At the Linux command line the equivalent is

# ip route add default via 100.64.0.1 dev eth1 table 2
RTNETLINK answers: Network is unreachable

although the eth1 link shows as up.
My feeling is that this is caused by a configuration on our base AMI as I have success with v24 of the Amazon EKS Worker AMI based on Amazon Linux 2.

ewbankkit on 9 Nov 2018

We are running CentOS 7 as well and getting similar issues. Any help would be greatly appreciated, we are running out of options for IP space without this particular feature available. Unfortunately moving to Amazon Linux 2 really isn't an option for us at this point. It does seem suspect that this doesn't work for either CentOS 7 or Ubuntu, @liwenwu-amazon do you have any ideas or could you reach out to someone inside Amazon who maintains the Amazon Linux 2 image to see if they have any ideas?

sdavids13 on 13 Nov 2018

@sdavids13
I have installed centOS7 on a t2.medium instance. I am able to manually do following with the secondary ENI

[root@ip-172-31-35-103 centos]# ip route add 172.31.100.1 dev eth1 table 2
[root@ip-172-31-35-103 centos]# ip route add default via 172.31.100.1 table 2

Sure, i will check with our Amazon Linux engineers on why ip route add default via 172.31.100.1 table 2 is not working with some centOS7 AMI

liwenwu-amazon on 13 Nov 2018

Hi,

I have hit the same issue.
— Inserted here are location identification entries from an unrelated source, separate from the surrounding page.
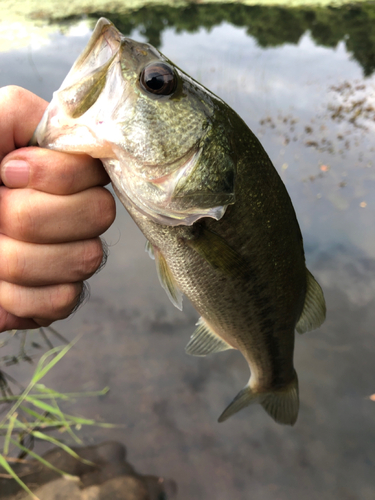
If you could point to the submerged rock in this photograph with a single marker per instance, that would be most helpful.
(110, 477)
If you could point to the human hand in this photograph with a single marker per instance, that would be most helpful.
(52, 210)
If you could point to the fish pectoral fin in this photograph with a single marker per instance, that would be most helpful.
(281, 405)
(167, 280)
(216, 251)
(150, 250)
(204, 341)
(314, 309)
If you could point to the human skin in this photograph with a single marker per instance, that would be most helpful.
(53, 207)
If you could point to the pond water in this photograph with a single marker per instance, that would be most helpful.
(313, 109)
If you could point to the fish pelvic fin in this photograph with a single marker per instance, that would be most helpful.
(205, 341)
(165, 276)
(314, 309)
(282, 405)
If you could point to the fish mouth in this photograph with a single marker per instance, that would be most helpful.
(66, 125)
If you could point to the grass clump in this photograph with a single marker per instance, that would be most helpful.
(35, 412)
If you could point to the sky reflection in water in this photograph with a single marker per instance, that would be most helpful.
(290, 96)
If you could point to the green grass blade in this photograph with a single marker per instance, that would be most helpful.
(59, 395)
(61, 445)
(39, 458)
(11, 472)
(41, 370)
(66, 425)
(9, 433)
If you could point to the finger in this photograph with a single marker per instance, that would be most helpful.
(37, 217)
(49, 303)
(21, 111)
(51, 171)
(10, 322)
(30, 264)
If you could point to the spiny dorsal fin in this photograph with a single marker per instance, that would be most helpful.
(166, 278)
(150, 250)
(314, 308)
(204, 341)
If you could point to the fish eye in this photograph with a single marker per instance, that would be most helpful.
(158, 79)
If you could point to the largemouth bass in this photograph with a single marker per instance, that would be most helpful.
(217, 217)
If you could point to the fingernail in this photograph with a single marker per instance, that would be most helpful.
(15, 173)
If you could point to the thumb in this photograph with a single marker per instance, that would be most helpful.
(21, 111)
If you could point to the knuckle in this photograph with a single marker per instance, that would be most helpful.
(106, 209)
(92, 257)
(16, 267)
(64, 299)
(21, 214)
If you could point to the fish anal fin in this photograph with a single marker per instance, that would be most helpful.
(282, 405)
(314, 308)
(204, 341)
(166, 279)
(216, 251)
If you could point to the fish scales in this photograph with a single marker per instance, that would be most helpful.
(217, 217)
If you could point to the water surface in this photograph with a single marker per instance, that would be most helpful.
(311, 104)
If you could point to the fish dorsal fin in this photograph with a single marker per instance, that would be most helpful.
(150, 250)
(166, 278)
(314, 308)
(204, 341)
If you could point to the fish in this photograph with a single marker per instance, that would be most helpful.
(217, 217)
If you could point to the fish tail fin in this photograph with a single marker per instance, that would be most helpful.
(282, 405)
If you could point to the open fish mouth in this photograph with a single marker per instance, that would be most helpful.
(74, 120)
(102, 109)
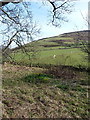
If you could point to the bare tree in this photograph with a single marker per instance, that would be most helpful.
(19, 25)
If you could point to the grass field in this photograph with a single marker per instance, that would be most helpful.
(42, 52)
(57, 91)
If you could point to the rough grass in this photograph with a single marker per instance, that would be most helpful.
(33, 93)
(70, 57)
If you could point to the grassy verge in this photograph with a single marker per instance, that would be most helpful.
(35, 93)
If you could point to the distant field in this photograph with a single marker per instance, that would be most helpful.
(65, 50)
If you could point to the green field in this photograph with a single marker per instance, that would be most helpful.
(60, 90)
(42, 51)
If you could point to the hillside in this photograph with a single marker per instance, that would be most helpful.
(67, 49)
(47, 81)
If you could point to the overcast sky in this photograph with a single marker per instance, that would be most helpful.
(76, 21)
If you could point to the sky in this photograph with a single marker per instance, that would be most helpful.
(75, 20)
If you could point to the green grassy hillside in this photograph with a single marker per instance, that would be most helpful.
(58, 50)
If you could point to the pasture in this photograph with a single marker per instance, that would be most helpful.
(50, 80)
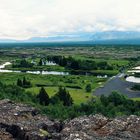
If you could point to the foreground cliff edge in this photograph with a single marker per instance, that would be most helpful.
(22, 122)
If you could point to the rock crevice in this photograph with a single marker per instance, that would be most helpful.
(22, 122)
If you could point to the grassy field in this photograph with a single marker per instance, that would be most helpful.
(79, 96)
(52, 84)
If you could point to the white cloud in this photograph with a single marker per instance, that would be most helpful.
(27, 18)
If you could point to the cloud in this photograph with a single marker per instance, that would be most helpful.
(22, 19)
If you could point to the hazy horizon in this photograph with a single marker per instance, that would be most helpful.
(22, 19)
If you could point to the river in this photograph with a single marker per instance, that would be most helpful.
(32, 72)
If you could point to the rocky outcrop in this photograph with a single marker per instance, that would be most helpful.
(97, 127)
(22, 122)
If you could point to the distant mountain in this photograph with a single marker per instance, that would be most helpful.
(107, 37)
(62, 38)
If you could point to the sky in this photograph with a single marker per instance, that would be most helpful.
(22, 19)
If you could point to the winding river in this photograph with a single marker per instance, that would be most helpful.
(134, 79)
(2, 70)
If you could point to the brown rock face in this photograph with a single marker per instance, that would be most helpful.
(98, 127)
(22, 122)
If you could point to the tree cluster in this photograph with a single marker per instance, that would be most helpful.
(61, 96)
(22, 64)
(75, 64)
(24, 83)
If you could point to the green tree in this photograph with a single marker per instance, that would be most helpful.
(64, 96)
(43, 97)
(88, 88)
(19, 83)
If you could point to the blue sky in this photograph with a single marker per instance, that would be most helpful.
(22, 19)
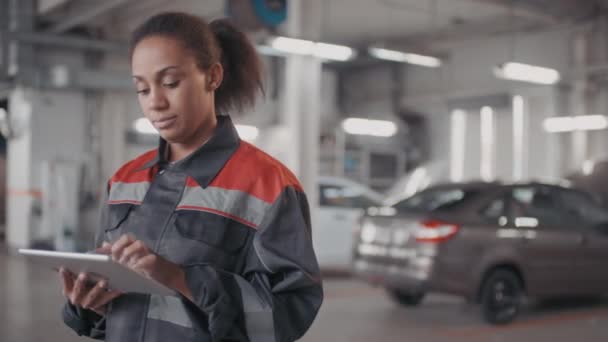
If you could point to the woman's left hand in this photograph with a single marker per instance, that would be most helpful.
(133, 253)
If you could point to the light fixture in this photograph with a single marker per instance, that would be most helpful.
(144, 126)
(404, 57)
(520, 138)
(487, 143)
(458, 125)
(560, 124)
(304, 47)
(527, 73)
(378, 128)
(247, 132)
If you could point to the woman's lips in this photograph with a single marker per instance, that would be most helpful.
(164, 123)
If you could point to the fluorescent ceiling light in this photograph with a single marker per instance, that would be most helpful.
(247, 132)
(308, 47)
(527, 73)
(144, 126)
(378, 128)
(333, 52)
(292, 45)
(575, 123)
(404, 57)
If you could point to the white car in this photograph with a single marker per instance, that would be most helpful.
(341, 204)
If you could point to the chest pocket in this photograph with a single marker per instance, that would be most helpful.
(117, 215)
(207, 238)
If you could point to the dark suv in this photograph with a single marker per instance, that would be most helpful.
(490, 243)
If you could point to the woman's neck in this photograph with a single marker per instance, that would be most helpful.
(179, 151)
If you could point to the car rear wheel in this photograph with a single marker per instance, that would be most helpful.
(501, 295)
(406, 298)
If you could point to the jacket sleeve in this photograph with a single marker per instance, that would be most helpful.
(280, 292)
(87, 322)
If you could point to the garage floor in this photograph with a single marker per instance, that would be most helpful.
(30, 300)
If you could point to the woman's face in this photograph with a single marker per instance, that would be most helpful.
(174, 94)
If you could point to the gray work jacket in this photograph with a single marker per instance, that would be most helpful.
(237, 222)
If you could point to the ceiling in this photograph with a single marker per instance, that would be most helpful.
(419, 22)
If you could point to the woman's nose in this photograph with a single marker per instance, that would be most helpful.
(157, 99)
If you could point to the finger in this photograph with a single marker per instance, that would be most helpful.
(106, 248)
(103, 297)
(146, 264)
(67, 279)
(79, 290)
(133, 252)
(120, 245)
(94, 295)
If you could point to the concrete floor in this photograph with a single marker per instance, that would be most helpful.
(30, 300)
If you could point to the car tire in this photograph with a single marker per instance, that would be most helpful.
(501, 296)
(406, 298)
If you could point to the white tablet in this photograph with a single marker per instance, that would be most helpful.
(97, 267)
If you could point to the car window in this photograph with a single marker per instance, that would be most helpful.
(539, 203)
(495, 209)
(345, 197)
(435, 200)
(582, 207)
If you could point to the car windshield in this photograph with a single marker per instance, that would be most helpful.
(435, 200)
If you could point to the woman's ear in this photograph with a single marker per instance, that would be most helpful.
(216, 76)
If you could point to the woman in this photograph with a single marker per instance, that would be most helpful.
(208, 215)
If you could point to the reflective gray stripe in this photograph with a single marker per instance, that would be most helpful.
(258, 315)
(121, 192)
(234, 203)
(169, 309)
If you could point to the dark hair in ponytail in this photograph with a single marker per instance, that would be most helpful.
(218, 41)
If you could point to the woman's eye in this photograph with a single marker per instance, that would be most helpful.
(171, 84)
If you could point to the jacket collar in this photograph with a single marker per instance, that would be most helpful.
(206, 162)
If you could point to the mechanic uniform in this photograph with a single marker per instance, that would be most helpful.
(238, 223)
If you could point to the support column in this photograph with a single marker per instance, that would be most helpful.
(302, 97)
(579, 141)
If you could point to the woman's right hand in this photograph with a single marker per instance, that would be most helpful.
(80, 293)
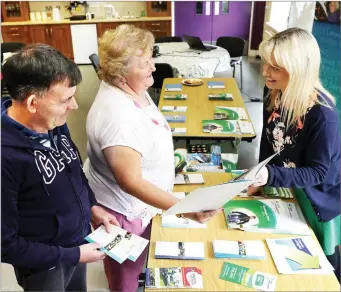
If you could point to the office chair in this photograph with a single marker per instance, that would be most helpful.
(235, 47)
(174, 39)
(95, 62)
(163, 70)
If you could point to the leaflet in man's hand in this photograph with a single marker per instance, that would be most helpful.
(247, 249)
(179, 277)
(179, 250)
(119, 244)
(269, 216)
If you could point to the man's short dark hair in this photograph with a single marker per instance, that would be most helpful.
(35, 68)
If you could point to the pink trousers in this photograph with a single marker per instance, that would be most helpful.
(124, 277)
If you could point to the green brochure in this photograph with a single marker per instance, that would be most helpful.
(247, 277)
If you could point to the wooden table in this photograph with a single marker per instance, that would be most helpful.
(201, 108)
(211, 267)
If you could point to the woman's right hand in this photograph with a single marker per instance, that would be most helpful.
(89, 253)
(202, 217)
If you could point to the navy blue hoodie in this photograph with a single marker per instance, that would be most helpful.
(45, 197)
(314, 149)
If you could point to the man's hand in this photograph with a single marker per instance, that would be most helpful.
(202, 217)
(100, 216)
(89, 253)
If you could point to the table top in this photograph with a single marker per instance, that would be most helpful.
(193, 63)
(211, 267)
(201, 108)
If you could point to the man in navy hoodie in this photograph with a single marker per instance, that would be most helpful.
(46, 202)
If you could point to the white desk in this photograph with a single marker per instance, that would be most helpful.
(190, 63)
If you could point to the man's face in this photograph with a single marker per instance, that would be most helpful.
(54, 107)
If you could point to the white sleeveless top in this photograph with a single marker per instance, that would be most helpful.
(115, 120)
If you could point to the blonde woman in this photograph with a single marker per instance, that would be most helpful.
(131, 161)
(301, 121)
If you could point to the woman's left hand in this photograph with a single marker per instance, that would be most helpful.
(100, 216)
(262, 177)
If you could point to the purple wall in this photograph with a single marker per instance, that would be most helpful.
(209, 27)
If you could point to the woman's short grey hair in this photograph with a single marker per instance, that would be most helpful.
(118, 47)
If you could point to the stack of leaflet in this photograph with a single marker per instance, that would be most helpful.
(173, 87)
(249, 249)
(175, 96)
(270, 216)
(227, 127)
(179, 250)
(230, 113)
(119, 244)
(300, 255)
(179, 277)
(174, 108)
(174, 222)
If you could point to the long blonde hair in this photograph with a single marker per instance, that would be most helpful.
(296, 51)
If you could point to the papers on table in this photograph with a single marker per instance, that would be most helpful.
(214, 197)
(298, 255)
(179, 250)
(119, 244)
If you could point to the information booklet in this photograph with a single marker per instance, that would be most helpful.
(269, 192)
(299, 255)
(173, 87)
(174, 222)
(184, 179)
(247, 277)
(119, 244)
(248, 249)
(270, 216)
(216, 84)
(179, 250)
(230, 113)
(175, 119)
(214, 197)
(175, 96)
(174, 108)
(180, 277)
(220, 96)
(178, 130)
(226, 127)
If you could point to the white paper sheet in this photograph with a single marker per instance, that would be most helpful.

Working in a VPC with 2 CIDR blocks and EKS worker nodes running on the second CIDR block.

The worker nodes use latest Amazon EKS-Optimized Amazon Linux AMI (v25).

Pods on the same node can communicate with no problem, but no communication works between pods on different nodes.

Setting AWS_VPC_K8S_CNI_EXTERNALSNAT as true in the aws-node daemonset solves the problem, but as I need to run on a public subnet with Internat access that's a problem for me.

Is there any other solution?

Thanks!!!

moshe0076 on 16 Nov 2018

I'm also seeing the same issue where pods in different nodes cannot communicate.

Using latest EKS-Optimized Amazon Linux AMI (v25) as well.

dovreshef on 18 Nov 2018

There is a PR for this

https://github.com/aws/amazon-vpc-cni-k8s/pull/234

Thanks!!!

moshe0076 on 19 Nov 2018

@sdavids13
I have installed centOS7 on a t2.medium instance. I am able to manually do following with the secondary ENI
[root@ip-172-31-35-103 centos]# ip route add 172.31.100.1 dev eth1 table 2
[root@ip-172-31-35-103 centos]# ip route add default via 172.31.100.1 table 2
Sure, i will check with our Amazon Linux engineers on why ip route add default via 172.31.100.1 table 2 is not working with some centOS7 AMI

@liwenwu-amazon you forgot the "dev eth1" in the default route command that's why you were able to add it. it was probably added via eth0.

I was working on a similar issue and it seems like it comes down to how the kernel handles that. if you would to add an IP address to eth1 it wouldn't complain about it but the aws cni plugin doesn't configure any ip addresses on the secondary interfaces.

CentOS 7 with kernel 3.10 will fail to add the default route via eth1 if eth1 doesn't have an ip address in that range.

I updated to kernel 4.x and had no issues but I don't think 4 is "officially" supported for CentOS 7.